Each read is aligned to reference sequences corresponding, for example, to specific genes. These reads are then grouped by gene based on their alignment identity.
The methodology relies on the combined use of Mappy and Pysam, two powerful and complementary Python libraries for bioinformatics.
Mappy, an interface for the fast alignment tool Minimap2, enables efficient alignment of long reads — such as those produced by Oxford Nanopore Technologies — to a merged reference FASTA containing all genes of interest.

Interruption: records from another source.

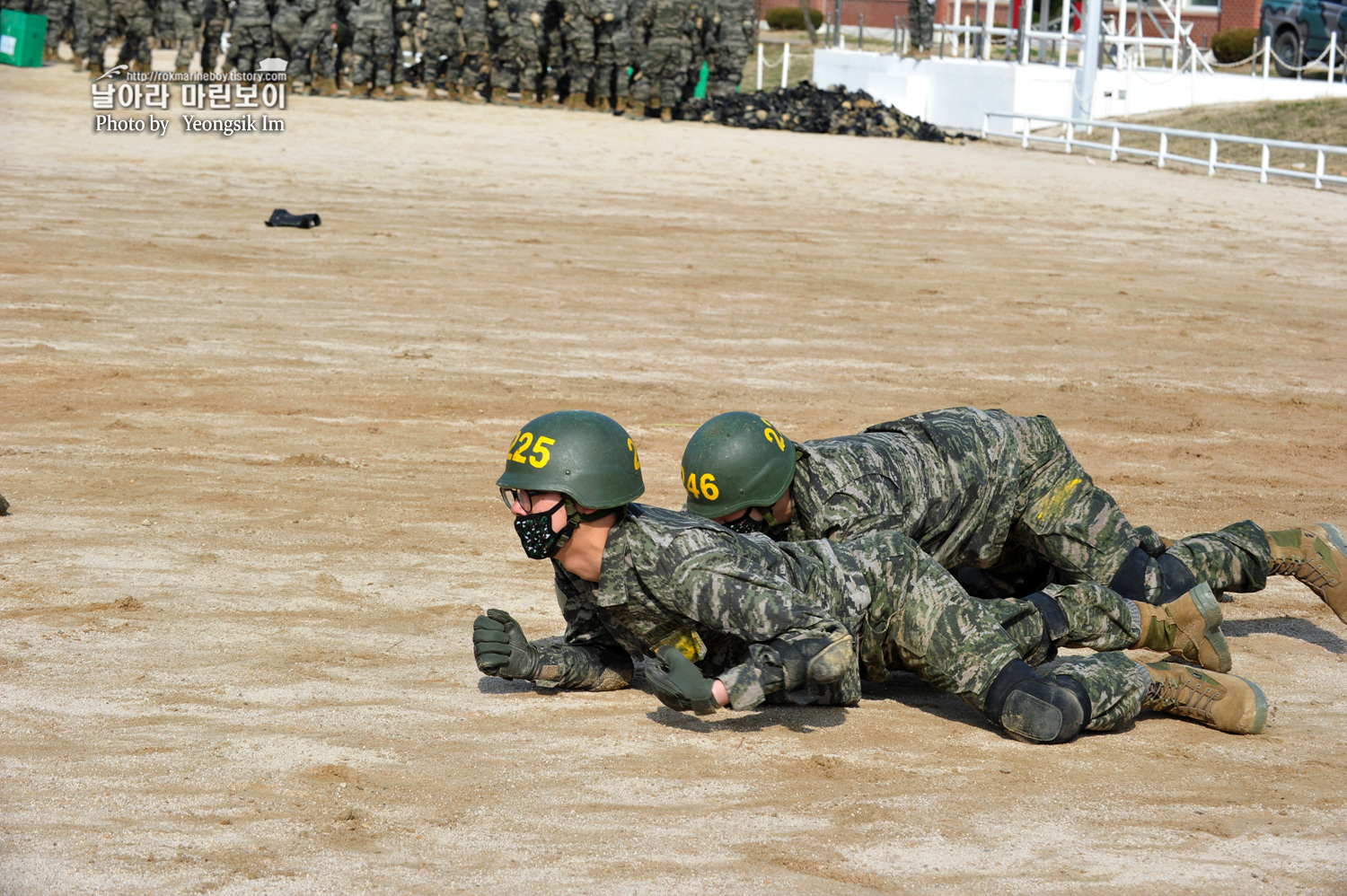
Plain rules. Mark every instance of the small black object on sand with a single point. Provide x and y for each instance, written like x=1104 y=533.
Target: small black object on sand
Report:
x=282 y=218
x=810 y=110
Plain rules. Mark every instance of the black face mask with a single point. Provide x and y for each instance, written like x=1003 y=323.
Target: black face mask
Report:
x=536 y=535
x=746 y=524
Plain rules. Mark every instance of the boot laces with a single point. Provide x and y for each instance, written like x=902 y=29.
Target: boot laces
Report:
x=1191 y=698
x=1311 y=569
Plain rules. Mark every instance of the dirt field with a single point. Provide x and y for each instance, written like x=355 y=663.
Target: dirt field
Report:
x=253 y=508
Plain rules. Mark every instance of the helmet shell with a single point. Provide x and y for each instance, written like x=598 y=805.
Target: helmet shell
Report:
x=733 y=461
x=584 y=454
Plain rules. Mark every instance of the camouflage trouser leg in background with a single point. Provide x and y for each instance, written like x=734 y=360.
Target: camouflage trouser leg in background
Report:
x=921 y=621
x=1098 y=619
x=1079 y=529
x=188 y=29
x=444 y=54
x=579 y=40
x=58 y=22
x=137 y=23
x=215 y=15
x=99 y=18
x=665 y=72
x=372 y=51
x=477 y=62
x=250 y=45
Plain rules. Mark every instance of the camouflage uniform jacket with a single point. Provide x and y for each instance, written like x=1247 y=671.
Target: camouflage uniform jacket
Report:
x=252 y=13
x=724 y=600
x=948 y=480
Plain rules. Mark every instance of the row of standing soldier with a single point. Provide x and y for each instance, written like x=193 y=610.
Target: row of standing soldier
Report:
x=609 y=54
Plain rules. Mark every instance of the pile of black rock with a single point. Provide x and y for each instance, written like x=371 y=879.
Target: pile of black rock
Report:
x=811 y=110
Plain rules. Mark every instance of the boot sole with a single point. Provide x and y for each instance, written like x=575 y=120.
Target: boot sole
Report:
x=1260 y=707
x=1335 y=538
x=1206 y=602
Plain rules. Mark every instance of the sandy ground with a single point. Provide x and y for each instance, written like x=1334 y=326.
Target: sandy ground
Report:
x=253 y=508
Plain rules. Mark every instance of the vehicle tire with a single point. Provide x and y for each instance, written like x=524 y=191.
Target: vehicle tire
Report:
x=1285 y=53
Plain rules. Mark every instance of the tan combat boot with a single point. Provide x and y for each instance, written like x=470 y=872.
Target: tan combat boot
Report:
x=1188 y=628
x=1317 y=557
x=1225 y=702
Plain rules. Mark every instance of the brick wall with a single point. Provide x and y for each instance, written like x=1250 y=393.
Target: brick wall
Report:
x=1239 y=13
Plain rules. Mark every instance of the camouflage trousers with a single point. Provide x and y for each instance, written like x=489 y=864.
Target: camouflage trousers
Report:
x=1066 y=529
x=59 y=23
x=477 y=64
x=725 y=67
x=663 y=72
x=579 y=50
x=188 y=30
x=315 y=42
x=250 y=45
x=372 y=56
x=611 y=58
x=442 y=53
x=920 y=620
x=92 y=38
x=136 y=21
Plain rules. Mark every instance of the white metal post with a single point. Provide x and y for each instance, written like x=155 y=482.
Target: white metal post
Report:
x=1066 y=22
x=1177 y=31
x=1122 y=31
x=1090 y=65
x=986 y=30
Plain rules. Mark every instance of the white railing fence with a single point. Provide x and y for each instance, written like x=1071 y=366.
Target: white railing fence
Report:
x=1070 y=137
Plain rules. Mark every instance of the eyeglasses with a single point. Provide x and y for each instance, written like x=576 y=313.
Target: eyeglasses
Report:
x=525 y=500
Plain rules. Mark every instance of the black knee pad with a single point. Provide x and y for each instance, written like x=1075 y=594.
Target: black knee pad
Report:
x=1034 y=709
x=1175 y=578
x=1055 y=623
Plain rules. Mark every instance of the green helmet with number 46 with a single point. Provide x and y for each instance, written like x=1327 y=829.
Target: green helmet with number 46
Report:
x=735 y=461
x=584 y=454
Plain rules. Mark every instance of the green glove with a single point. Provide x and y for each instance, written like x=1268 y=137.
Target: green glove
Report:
x=679 y=683
x=500 y=647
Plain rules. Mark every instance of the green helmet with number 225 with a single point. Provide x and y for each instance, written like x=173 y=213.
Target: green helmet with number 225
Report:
x=579 y=453
x=735 y=461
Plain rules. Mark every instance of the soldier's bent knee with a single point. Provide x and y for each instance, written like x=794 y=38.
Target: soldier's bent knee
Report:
x=1034 y=709
x=1172 y=578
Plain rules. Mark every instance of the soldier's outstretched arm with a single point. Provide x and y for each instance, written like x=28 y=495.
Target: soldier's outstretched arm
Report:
x=794 y=643
x=501 y=650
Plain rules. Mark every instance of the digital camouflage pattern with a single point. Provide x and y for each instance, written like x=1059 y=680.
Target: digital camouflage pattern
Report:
x=667 y=30
x=999 y=495
x=735 y=605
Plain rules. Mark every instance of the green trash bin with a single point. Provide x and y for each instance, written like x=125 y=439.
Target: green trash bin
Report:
x=22 y=38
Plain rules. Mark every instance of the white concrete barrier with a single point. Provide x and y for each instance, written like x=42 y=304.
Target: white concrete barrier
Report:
x=954 y=93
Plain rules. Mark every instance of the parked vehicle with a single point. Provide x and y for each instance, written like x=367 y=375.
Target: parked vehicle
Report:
x=1300 y=30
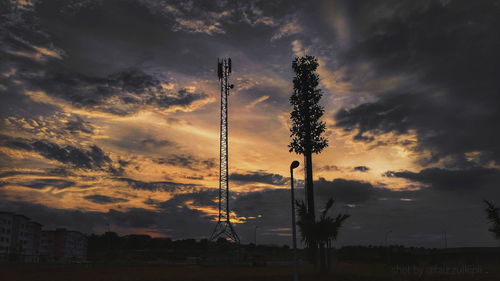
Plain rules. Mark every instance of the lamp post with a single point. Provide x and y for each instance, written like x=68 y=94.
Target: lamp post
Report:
x=294 y=165
x=387 y=237
x=255 y=235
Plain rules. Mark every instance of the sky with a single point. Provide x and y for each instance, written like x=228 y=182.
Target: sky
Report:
x=109 y=116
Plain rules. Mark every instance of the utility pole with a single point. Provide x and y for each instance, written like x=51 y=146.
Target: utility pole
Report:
x=224 y=228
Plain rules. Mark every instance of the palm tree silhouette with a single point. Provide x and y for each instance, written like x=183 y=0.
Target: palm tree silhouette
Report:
x=322 y=232
x=493 y=218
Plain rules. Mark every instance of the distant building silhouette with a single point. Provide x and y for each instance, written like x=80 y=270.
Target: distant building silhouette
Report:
x=20 y=238
x=63 y=245
x=23 y=240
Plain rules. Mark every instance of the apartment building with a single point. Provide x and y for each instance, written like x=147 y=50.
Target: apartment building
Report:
x=19 y=238
x=22 y=239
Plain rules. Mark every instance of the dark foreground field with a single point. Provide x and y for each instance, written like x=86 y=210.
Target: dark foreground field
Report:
x=341 y=272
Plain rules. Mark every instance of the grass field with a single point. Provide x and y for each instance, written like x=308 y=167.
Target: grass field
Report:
x=340 y=272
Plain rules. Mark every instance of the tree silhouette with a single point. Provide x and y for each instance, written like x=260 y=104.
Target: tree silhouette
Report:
x=306 y=127
x=322 y=232
x=493 y=218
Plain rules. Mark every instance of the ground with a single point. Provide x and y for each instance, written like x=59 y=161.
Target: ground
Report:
x=341 y=272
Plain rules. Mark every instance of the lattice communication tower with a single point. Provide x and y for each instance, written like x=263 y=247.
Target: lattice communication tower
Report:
x=224 y=228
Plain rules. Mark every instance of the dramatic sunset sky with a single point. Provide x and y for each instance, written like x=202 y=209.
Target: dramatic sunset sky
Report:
x=109 y=114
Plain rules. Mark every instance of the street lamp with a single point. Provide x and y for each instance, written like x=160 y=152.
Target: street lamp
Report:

The FASTQ files generated for each barcode are processed with Pysam, a library for reading and writing genomic data (FASTQ, SAM, BAM). Each read is compared to reference sequences, and if its identity score exceeds a predefined threshold (e.g., 60%), it is classified into a gene-specific subfolder, allowing targeted downstream analysis.

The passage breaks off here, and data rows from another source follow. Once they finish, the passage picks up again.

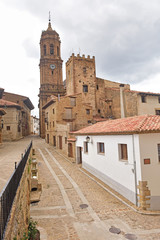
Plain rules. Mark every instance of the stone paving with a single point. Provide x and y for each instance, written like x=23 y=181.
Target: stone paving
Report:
x=60 y=214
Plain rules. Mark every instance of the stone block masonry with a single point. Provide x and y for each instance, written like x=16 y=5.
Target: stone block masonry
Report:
x=20 y=212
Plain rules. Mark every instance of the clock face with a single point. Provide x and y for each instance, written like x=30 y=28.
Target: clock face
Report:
x=52 y=66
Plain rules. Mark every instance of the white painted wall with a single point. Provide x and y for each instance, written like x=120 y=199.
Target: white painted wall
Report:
x=150 y=172
x=109 y=165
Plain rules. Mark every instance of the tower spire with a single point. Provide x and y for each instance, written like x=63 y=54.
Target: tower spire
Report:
x=49 y=24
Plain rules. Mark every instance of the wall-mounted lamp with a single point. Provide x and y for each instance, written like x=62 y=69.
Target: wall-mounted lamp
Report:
x=87 y=139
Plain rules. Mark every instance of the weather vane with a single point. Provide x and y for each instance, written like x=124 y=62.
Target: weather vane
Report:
x=49 y=16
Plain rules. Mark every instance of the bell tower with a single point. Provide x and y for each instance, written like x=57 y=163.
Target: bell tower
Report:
x=51 y=82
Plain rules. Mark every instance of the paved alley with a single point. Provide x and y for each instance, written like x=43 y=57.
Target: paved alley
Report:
x=73 y=206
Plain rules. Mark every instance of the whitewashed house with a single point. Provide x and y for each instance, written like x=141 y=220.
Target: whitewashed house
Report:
x=125 y=154
x=34 y=125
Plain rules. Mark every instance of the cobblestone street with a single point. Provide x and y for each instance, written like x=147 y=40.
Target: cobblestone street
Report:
x=73 y=206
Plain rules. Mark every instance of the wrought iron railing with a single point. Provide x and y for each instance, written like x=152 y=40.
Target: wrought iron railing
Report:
x=9 y=192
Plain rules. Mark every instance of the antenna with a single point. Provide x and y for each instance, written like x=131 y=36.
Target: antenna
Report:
x=49 y=17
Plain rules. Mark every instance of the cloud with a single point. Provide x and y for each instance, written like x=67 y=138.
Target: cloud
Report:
x=123 y=35
x=31 y=48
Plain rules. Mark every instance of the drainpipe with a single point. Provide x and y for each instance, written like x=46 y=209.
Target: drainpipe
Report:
x=122 y=100
x=135 y=171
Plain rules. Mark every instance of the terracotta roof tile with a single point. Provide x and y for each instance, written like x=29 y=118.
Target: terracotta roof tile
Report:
x=137 y=124
x=5 y=103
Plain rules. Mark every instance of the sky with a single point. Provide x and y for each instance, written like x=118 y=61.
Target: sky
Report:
x=123 y=35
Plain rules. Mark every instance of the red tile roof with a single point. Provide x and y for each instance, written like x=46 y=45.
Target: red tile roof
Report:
x=137 y=124
x=5 y=103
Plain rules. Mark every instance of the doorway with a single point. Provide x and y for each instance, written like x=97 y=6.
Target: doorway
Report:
x=47 y=138
x=60 y=142
x=79 y=155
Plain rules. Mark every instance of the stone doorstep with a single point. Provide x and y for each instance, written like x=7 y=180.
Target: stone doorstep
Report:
x=35 y=195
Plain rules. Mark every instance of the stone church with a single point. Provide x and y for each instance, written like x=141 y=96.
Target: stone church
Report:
x=85 y=99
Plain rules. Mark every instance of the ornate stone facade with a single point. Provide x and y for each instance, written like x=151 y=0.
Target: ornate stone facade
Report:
x=51 y=82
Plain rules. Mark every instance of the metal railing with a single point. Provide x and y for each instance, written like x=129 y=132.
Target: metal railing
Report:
x=9 y=192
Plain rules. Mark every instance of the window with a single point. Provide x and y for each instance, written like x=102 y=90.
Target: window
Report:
x=44 y=50
x=123 y=154
x=84 y=70
x=85 y=88
x=67 y=114
x=157 y=112
x=158 y=145
x=143 y=99
x=57 y=51
x=73 y=101
x=100 y=147
x=51 y=49
x=87 y=111
x=85 y=147
x=147 y=161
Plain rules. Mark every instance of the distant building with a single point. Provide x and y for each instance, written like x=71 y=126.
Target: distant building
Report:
x=11 y=121
x=89 y=100
x=26 y=107
x=84 y=99
x=16 y=123
x=34 y=125
x=51 y=82
x=125 y=154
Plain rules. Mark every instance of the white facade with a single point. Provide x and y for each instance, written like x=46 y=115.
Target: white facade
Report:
x=124 y=175
x=34 y=125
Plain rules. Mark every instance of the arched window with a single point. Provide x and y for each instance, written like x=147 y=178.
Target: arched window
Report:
x=44 y=48
x=51 y=49
x=57 y=51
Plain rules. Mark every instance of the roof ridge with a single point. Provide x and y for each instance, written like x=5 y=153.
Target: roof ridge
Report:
x=142 y=123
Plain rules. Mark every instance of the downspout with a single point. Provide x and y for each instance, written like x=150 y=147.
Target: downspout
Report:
x=135 y=171
x=122 y=100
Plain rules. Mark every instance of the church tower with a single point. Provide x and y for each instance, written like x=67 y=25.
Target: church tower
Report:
x=51 y=82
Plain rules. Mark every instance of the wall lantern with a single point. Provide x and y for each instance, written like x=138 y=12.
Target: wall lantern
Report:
x=87 y=139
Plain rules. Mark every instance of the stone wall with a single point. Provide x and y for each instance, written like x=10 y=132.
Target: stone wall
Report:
x=12 y=130
x=20 y=212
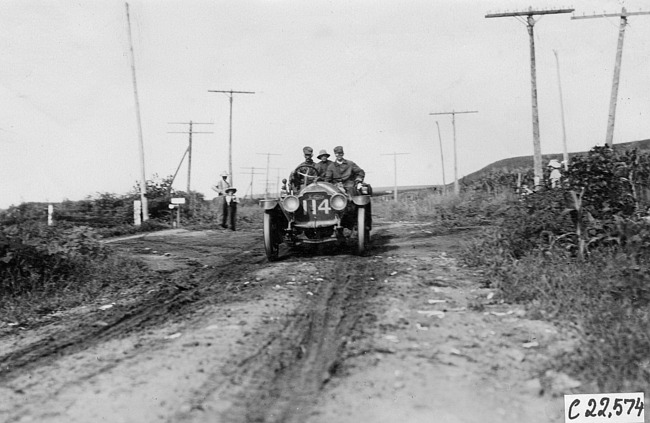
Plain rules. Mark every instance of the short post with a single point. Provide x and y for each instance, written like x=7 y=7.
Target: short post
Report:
x=176 y=203
x=50 y=215
x=137 y=212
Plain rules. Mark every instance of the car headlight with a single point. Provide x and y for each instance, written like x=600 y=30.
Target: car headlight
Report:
x=291 y=203
x=339 y=201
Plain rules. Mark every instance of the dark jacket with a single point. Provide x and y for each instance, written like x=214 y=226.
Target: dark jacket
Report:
x=347 y=172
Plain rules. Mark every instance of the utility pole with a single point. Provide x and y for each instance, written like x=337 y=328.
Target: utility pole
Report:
x=442 y=162
x=230 y=93
x=395 y=170
x=565 y=152
x=609 y=137
x=189 y=148
x=530 y=23
x=268 y=161
x=453 y=114
x=252 y=173
x=143 y=177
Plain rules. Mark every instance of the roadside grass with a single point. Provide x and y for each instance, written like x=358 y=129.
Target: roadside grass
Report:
x=447 y=210
x=604 y=298
x=47 y=270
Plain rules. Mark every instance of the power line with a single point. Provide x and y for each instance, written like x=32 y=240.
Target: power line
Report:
x=530 y=23
x=189 y=148
x=453 y=114
x=395 y=170
x=230 y=93
x=611 y=117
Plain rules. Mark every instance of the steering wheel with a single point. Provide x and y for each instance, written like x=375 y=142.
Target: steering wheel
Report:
x=307 y=172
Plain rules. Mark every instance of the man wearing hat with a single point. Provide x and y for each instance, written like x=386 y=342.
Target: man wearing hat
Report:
x=220 y=188
x=345 y=172
x=230 y=209
x=324 y=163
x=555 y=175
x=308 y=152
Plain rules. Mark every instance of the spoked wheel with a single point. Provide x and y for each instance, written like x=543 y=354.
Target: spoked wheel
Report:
x=363 y=234
x=271 y=242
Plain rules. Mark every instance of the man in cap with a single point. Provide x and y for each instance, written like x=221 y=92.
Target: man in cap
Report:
x=324 y=163
x=220 y=188
x=555 y=175
x=294 y=178
x=230 y=211
x=345 y=172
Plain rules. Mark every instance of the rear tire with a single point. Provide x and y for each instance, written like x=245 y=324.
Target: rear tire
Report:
x=271 y=244
x=363 y=234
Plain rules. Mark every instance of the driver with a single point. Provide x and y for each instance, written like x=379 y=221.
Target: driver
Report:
x=294 y=178
x=345 y=172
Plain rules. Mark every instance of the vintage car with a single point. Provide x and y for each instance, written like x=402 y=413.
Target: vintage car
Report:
x=310 y=211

This stage thus performs per-gene read classification by aligning each sequencing read to the appropriate reference, ensuring that only reads with sufficient identity are retained and correctly grouped.
Processing Workflow
1) Directory traversal (barcodes)
- The script recursively processes each subdirectory (typically
barcodeXX) under the input folder, handling all *.fastq.gz files.
2) Aligner initialization
- A merged reference FASTA file is loaded via:
aligner = mp.Aligner(merged_reference_fasta, preset="map-ont").
- Each contig (sequence) in the merged reference corresponds to a gene.

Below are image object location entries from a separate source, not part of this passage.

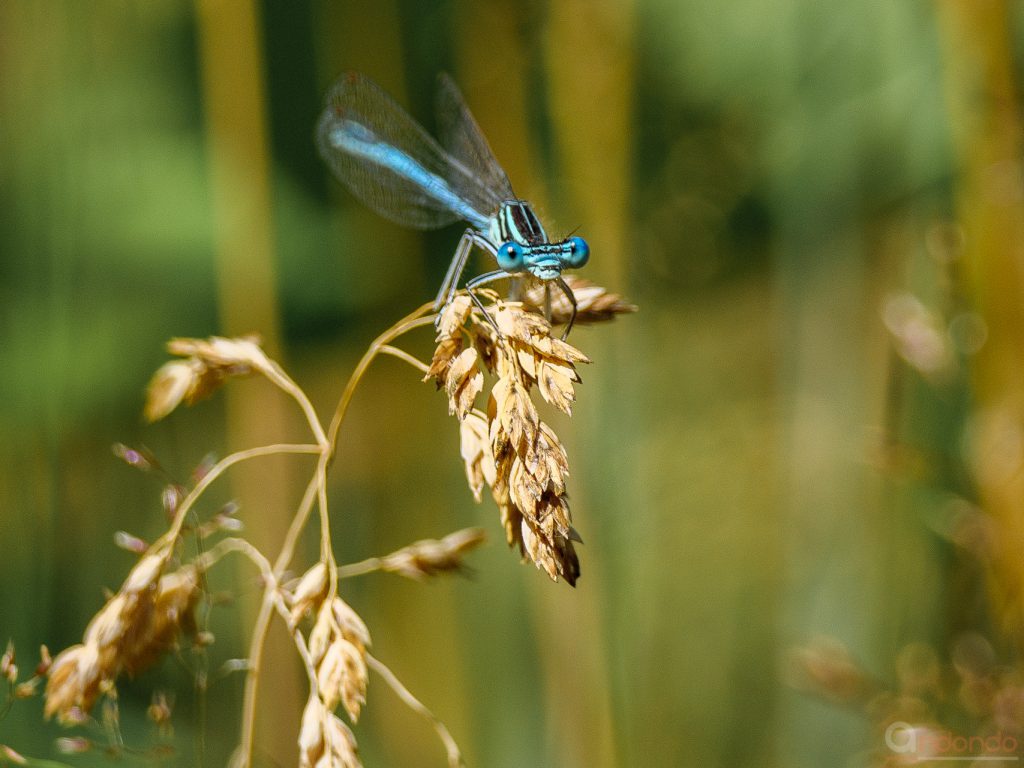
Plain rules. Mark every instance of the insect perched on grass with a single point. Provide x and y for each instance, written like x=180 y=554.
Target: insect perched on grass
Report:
x=388 y=161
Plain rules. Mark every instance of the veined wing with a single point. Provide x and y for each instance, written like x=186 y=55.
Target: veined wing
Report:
x=463 y=138
x=388 y=161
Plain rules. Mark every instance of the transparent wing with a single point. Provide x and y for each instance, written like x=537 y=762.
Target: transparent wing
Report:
x=463 y=138
x=389 y=162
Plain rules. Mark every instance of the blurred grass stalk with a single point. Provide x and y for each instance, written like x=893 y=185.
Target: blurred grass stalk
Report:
x=235 y=102
x=982 y=95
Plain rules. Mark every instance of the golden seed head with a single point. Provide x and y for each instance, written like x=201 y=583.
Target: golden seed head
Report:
x=430 y=557
x=325 y=741
x=509 y=448
x=309 y=593
x=454 y=316
x=136 y=626
x=208 y=363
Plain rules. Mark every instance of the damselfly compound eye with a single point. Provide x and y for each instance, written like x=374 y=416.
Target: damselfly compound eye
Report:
x=510 y=257
x=579 y=253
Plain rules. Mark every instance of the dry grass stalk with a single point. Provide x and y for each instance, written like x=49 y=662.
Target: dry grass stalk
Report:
x=505 y=446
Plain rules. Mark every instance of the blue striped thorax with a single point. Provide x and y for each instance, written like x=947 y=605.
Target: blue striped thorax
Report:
x=524 y=245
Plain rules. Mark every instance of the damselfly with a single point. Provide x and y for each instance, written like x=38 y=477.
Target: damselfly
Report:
x=388 y=161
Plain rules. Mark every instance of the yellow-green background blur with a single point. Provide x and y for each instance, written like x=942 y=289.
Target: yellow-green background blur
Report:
x=817 y=207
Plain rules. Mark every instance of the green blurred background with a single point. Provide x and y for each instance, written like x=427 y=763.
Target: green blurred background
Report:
x=817 y=208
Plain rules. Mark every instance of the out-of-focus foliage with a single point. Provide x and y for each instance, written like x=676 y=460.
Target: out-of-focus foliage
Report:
x=806 y=431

3) Alignment and classification logic
- Each read is aligned against the reference set using Mappy/Minimap2.
- The identity is computed as: Identity (%)=(mlen/blen)×100
• mlen = number of matching bases in the aligned segment
• blen = alignment block length
- If the computed identity ≥ configured threshold (60% in the default script), the read is classified under the corresponding gene (
hit.ctg).
Results
Gene-wise output generation
- For each gene, reads are written (in append mode) to:
output_dir/<gene>/<barcode>-<gene>.fastq.gz.

STEP 2 -NanoQualitycheck
Purpose
This stage performs an automated quality assessment of Nanopore (ONT) sequencing reads using NanoPlot, a visualization and statistics tool designed for long-read sequencing technologies.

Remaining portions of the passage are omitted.